NMDA AND NOT NON-NMDA RECEPTOR ANTAGONISTS ARE PROTECTIVE AGAINST SEIZURES INDUCED BY HOMOCYSTEINE IN NEONATAL RATS

Homocysteine induces seizures in adult, as well as in immature, experimental animals, but the mechanism of its action is still unknown. The aim of the present study was to examine whether homocysteine in immature animals may act via excitatory amino acids receptors. Seizures were induced in 7-day-old rats by ip administration of homocysteine (16.5 mmol/kg) and the effects of selected antagonists at NMDA and non-NMDA receptor sites were investigated. The anticonvulsant effect was evaluated not only in terms of behavioral changes, but also in terms of some indicators of brain energy metabolism. Rat pups were sacrificed during generalized clonic-tonic seizures, corresponding approximately to 15-30 min after homocysteine administration. Comparable time intervals were used for sacrificing pups in the groups with protective drugs.

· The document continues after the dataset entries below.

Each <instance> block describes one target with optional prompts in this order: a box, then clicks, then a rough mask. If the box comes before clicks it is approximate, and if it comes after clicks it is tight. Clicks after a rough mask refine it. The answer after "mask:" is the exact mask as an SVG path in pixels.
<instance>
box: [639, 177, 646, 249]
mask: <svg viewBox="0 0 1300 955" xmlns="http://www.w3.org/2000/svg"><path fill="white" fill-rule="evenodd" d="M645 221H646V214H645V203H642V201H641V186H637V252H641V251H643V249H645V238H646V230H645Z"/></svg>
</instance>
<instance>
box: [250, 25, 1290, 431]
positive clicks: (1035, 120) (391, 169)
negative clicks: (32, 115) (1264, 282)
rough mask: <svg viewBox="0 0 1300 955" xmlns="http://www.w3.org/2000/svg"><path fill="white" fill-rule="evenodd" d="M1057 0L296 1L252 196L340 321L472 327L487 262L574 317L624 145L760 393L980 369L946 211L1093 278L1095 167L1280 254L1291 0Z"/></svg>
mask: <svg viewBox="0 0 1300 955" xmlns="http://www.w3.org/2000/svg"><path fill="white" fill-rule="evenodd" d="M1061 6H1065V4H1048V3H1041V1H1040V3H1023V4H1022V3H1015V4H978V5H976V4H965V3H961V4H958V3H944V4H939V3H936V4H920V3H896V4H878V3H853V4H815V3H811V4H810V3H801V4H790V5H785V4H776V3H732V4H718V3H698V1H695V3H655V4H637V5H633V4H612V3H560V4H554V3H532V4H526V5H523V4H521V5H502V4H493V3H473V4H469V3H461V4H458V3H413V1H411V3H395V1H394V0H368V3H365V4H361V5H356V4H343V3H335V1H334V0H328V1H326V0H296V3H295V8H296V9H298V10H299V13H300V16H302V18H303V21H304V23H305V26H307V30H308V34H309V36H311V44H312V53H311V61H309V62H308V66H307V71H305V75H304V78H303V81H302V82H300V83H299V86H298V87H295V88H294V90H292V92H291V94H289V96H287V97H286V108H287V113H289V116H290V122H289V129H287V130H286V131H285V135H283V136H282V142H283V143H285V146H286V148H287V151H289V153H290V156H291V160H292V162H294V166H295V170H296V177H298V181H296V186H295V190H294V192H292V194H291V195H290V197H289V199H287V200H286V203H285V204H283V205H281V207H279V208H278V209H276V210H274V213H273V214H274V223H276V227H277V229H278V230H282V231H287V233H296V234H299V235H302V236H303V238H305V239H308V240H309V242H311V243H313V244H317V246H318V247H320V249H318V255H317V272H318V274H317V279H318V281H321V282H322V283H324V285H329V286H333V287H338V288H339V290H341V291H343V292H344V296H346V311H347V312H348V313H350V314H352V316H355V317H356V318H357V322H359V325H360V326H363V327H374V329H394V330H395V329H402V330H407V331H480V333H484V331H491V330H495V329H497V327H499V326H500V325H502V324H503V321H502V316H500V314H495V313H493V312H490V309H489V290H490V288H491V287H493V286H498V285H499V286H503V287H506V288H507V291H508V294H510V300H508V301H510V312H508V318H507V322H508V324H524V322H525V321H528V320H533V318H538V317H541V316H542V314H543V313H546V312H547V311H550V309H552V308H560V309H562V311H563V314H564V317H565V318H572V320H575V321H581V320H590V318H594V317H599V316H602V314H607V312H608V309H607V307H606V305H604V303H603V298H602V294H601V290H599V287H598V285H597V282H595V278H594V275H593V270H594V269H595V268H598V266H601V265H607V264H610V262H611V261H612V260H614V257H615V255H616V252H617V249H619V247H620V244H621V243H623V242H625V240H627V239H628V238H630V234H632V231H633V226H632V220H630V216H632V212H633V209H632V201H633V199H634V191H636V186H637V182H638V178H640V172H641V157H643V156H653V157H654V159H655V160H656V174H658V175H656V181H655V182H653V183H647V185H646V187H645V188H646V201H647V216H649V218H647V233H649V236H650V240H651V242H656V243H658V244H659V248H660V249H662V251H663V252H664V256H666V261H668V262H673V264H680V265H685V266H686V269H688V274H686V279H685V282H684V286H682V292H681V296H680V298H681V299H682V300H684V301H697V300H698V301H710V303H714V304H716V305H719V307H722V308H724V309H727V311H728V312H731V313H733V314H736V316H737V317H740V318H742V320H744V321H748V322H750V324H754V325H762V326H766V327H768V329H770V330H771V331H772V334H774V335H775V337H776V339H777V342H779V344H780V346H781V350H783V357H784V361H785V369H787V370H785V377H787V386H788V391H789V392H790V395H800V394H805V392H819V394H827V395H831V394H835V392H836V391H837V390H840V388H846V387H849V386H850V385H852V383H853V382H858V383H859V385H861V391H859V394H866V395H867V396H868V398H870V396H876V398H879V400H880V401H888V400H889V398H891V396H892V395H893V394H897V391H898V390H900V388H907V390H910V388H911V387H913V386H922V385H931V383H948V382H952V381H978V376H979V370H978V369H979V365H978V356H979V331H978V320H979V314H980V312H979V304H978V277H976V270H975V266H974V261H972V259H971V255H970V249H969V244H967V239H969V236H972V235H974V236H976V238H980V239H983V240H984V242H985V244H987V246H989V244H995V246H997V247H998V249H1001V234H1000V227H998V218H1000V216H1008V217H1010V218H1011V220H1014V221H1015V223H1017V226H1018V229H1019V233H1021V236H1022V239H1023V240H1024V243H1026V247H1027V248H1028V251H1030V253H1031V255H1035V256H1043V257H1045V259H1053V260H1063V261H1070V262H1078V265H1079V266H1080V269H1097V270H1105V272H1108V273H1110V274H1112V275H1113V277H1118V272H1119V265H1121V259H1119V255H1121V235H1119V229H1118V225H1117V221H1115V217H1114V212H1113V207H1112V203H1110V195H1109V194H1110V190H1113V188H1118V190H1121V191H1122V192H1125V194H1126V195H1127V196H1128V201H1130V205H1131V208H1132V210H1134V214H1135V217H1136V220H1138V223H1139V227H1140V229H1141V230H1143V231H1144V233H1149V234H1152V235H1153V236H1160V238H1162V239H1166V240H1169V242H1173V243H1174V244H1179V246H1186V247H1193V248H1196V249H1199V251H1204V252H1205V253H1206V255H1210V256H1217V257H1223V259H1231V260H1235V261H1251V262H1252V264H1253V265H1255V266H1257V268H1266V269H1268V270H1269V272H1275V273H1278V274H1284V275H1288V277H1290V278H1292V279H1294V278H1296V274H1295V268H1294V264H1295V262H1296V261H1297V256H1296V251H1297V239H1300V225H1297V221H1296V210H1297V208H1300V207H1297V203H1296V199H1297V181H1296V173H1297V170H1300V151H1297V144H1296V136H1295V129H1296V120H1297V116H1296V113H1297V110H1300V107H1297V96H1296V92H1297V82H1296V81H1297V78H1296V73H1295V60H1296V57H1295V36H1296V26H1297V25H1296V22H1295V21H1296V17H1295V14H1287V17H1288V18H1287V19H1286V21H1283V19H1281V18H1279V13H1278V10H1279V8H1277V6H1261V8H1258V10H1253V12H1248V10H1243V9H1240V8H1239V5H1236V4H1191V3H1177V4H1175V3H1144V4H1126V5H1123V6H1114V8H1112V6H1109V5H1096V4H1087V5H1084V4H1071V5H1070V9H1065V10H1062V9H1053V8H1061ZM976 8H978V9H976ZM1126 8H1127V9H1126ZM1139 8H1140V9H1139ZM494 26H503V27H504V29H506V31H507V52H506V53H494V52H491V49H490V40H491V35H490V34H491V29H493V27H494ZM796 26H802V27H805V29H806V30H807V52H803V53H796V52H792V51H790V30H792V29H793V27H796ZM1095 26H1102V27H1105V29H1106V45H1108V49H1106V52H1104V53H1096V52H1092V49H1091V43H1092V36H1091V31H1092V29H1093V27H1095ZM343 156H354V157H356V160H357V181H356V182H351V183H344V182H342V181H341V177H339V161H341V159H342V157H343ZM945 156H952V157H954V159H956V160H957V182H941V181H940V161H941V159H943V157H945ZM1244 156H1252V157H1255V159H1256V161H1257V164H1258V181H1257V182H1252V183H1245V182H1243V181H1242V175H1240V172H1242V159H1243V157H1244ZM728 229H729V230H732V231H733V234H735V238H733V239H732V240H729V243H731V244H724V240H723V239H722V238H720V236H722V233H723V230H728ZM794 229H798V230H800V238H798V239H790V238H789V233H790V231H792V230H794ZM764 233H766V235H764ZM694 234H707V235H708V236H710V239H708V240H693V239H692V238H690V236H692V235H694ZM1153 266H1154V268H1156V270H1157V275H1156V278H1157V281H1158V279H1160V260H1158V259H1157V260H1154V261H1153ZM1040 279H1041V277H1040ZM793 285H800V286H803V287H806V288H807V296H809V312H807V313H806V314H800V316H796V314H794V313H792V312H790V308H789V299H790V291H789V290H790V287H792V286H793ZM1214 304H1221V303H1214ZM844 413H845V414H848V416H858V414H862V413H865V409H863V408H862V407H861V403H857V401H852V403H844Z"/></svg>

Non-NMDA antagonists, L-glutamic acid diethyl-ester (GDEE) (4 mmol/kg, ip) and 2,3-dihydroxy-6-nitro-7-sulfamoyl-benzo (F) quinoxaline (NBBX) (two doses, 30 mg/kg each, ip), failed to protect neonatal rats against homocysteine induced seizures. Although NBQX prevented the tonic phase, the severity of clonic movements was even more pronounced. Metabolic changes accompanying the seizures (decreases of glucose and glycogen and a rise of lactate) were also not influenced by GDEE or NBQX pretreatment. On the contrary, NMDA antagonists, both competitive (AP7, 0.33 mmol/kg, ip) and noncompetitive (MK-801, 0.5 mg/kg, ip), had a clear-cut anticonvulsant effect. They not only suppressed the behavioral signs of seizures, but also prevented most of the metabolic changes accompanying seizures. Whether incomplete normalization of lactate levels reflects subclinical seizure activity or whether it is due to the effect of anatagonists (AP7, MK-801) themselves is not clear. All drugs, besides GDEE, when given alone caused a rise in brain glucose. This is the first demonstration that seizures induced by homocysteine can be blocked by NMDA antagonists. The findings thus suggest that, at least in neonatal rats, enhanced activation of NMDA receptors is implicated in homocysteine-induced seizures. (C) 1994 Academic Press, Inc.